Tight regulation of A to I editing and mRNA splicing at the Gria2 Q/R site. a The Q/R editing site in exon 11 (blue) forms an editing competent stem with the downstream intron 11 (gray). Two additional editing hotspots are located in the intron. Editing sites are marked by red dots. ECS = editing complementary site. b Editing at hotspots 1 and 2 has to take place in order to allow efficient removal of intron 11 by splicing. Apparently, intronic editing acts as a safe-guard to ensure efficient editing at the Q/R site in exon 11. For details, please refer to the text. Editing sites are marked by red dots. Green arrows indicate that editing enhances splicing at the 5’ss
Base-pairing between exonic and intronic sequences also has been shown to regulate alternative splicing and editing of the HTR2C pre-mRNA (Flomen et al. 2004; Grohmann et al. 2010) (Fig. 5a). Moreover, in the ADAR2 pre-mRNA, an intronic AA dinucleotide can be subjected to editing and converted to A(I), and subsequently recognized by the splicing machinery as the terminal AG dinucleotide of a 3′ splice site (Rueter et al. 1999). Ultimately, this alternative splicing event results in the inclusion of another 47 nucleotides into the mRNA that leads to a frame shift causing premature termination of translation. This, in turn, autoregulates the levels of active ADAR2 in the cell (Rueter et al. 1999). Editing may not only influence splicing events in close proximity. Indeed, Agrawal and Stormo provide evidence that editing efficiency correlates with a distant downstream alternative splicing event in Drosophila (Agrawal and Stormo 2005).

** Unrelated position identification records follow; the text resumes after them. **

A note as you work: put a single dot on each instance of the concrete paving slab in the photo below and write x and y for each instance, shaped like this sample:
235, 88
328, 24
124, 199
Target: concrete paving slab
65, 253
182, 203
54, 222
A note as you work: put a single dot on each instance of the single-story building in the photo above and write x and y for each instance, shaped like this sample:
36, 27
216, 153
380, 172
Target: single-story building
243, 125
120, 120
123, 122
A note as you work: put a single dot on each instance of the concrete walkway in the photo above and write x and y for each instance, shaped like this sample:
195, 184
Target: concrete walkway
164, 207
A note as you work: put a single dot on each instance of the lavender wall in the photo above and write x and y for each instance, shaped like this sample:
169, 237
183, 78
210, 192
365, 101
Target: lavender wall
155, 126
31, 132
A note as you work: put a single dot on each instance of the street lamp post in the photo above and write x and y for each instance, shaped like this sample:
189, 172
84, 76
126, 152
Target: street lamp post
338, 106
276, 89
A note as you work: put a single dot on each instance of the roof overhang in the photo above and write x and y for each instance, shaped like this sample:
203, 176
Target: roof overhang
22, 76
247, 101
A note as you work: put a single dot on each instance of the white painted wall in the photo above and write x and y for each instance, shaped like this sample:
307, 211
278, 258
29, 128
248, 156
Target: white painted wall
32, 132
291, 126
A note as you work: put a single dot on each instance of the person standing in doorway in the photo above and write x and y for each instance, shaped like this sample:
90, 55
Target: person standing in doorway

A double-stranded RNA structure is required for ADAR binding. a The double-stranded structure is frequently formed between exons (first exon depicted in blue, second in red) and introns, b but can also be formed within exons. ECS = editing complementary site
Finally, a series of studies aimed at unravelling global interactions between editing and splicing. Solomon et al. observed changes in alternative splicing upon knockdown of ADAR1 in human cell lines (Solomon et al. 2013). However, many changes in splicing could not be linked to nearby editing events. Instead, it appeared that A to I editing was modulating trans-acting factors involved in the splicing process (Solomon et al. 2013). Similarly, a comprehensive analysis of A to I editing in Drosophila suggests that editing might promote alternative splicing by targeting transcripts that code for RNA binding proteins (St Laurent et al. 2013). Interestingly, Nova1—a brain-specific alternative splicing factor—can be edited, and evidence suggests that editing leads to increased protein half-life (Irimia et al. 2012). Additionally, Nova1 itself affects alternative splicing of several edited transcripts (Irimia et al. 2012) thus supporting the Drosophila data (St Laurent et al. 2013). Still, St Laurent et al. show that edited transcripts exhibit more complex alternative splicing patterns compared to transcripts that are not edited. However, when comparing wild-type and Drosophila ADAR null flies, this ratio did not change. Thus, the increase in editing in transcripts undergoing complex alternative splicing might rather be the consequence of alternative splicing and not the cause for alternative splicing. An earlier study supports this result and suggests that alternatively spliced exons are edited with higher frequency (Rodriguez et al. 2012). In sum, the global approaches that addressed the connection between editing and splicing support the general view that editing can lead to recoding in RNA binding proteins and thereby indirectly cause alternative splicing events. Vice versa, changes in (alternative) splicing might also lead to changes in editing frequencies.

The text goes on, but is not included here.